La Sonata per due pianoforti in sol minore (in un movimento, senza titolo e indicazione di tempo) è un’opera giovanile di Mendelssohn, scritta all’età di soli undici anni, insieme a una sonata in re maggiore (in tre movimenti), sempre per due pianoforti. Alcuni storici sostengono che Mendelssohn, brillante pianista, abbia scritto questi due brani virtuosistici per se stesso e la sorella Fanny. Essendo con molta probabilità le prime composizioni conservate del giovane Felix, il manoscritto – nonostante numerosi evidenti errori di scrittura ed imprecisioni – fu gelosamente custodito dalla famiglia Mendelssohn.

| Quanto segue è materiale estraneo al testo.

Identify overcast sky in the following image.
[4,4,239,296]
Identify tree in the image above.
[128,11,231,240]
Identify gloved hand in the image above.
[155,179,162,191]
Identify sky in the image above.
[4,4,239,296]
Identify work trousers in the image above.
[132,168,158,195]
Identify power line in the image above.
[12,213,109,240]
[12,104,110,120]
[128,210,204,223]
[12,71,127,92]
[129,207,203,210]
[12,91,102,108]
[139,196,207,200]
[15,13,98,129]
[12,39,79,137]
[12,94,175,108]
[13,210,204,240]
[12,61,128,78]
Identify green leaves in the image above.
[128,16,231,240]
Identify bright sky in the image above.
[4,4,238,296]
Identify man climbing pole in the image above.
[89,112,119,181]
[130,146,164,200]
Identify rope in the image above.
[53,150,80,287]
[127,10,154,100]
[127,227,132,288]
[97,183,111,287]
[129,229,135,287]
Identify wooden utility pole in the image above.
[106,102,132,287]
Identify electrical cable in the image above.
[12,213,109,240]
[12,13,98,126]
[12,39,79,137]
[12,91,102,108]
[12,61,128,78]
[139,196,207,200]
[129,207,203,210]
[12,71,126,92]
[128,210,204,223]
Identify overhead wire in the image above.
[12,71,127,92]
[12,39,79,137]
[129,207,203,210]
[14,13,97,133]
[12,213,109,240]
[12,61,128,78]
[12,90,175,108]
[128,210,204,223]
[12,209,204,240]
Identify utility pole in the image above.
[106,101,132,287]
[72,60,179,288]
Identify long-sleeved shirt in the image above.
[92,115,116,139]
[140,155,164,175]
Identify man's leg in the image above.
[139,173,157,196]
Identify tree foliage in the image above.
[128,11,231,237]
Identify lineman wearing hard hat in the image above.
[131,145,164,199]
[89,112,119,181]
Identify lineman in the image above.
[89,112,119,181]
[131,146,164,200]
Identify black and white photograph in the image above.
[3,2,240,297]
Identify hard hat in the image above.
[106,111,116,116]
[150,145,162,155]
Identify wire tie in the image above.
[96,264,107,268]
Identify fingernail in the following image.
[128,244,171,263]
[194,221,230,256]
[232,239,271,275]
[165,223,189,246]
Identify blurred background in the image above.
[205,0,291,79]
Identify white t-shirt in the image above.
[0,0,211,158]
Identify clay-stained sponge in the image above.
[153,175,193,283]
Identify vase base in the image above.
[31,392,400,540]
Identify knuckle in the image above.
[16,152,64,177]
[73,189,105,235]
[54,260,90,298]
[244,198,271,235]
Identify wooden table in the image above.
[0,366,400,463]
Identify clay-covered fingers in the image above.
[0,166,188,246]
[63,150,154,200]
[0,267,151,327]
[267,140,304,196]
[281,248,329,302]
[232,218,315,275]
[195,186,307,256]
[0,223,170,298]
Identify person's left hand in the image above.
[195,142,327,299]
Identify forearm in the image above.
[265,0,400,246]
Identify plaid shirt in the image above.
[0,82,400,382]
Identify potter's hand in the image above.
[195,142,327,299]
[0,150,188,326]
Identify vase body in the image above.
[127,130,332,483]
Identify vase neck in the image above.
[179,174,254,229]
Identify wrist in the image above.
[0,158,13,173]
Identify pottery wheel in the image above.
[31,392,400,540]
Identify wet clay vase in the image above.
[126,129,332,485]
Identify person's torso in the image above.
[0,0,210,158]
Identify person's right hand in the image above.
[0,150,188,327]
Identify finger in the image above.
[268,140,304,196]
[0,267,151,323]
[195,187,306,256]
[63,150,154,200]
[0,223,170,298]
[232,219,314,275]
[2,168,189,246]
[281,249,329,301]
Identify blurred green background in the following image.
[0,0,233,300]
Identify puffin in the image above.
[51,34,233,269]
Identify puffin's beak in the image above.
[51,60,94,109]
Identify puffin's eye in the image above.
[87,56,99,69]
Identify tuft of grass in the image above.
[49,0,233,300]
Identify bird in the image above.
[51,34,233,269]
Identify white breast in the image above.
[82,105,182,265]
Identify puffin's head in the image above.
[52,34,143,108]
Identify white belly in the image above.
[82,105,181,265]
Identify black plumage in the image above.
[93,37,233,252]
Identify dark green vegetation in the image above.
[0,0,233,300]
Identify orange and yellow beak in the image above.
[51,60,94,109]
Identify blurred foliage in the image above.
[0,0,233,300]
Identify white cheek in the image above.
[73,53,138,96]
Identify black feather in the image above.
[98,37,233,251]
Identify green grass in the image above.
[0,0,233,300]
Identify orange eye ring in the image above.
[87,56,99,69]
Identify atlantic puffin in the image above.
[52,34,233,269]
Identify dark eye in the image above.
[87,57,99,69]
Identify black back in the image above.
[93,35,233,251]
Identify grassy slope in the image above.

Le Canzoni senza parole (Lieder ohne Worte) sono tra le composizioni più conosciute ed eseguite di Mendelssohn. E’ meno conosciuto, però, che Mendelssohn stesso scrisse, parallelamente alla versione originale per pianoforte solo, anche una versione per pianoforte a quattro mani di alcune delle canzoni. La canzone in mi bemolle maggiore op. 67, 1 è senza dubbio tra le più belle, un tranquillo Andante cantabile che Mendelssohn dedicò alla Regina inglese Victoria con le seguenti parole: “Con il gentile permesso di Sua Altezza Reale ho arrangiato per Lei il quinto fascicolo delle Canzoni senza parole per pianoforte a quattro mani. Perciò oso di posare le suddette canzoni ai piedi di Sua Maestà e Sua Altezza Reale. […] Voglia Sua Altezza Reale suonare alcune di esse ogni tanto, considerandole come dimostrazione della mia più fervida gratitudine per la benevola accoglienza e le ore indimenticabili che Lei mi ha fatto voler godere anche durante la mia ripetuta permanenza la settimana scorsa!”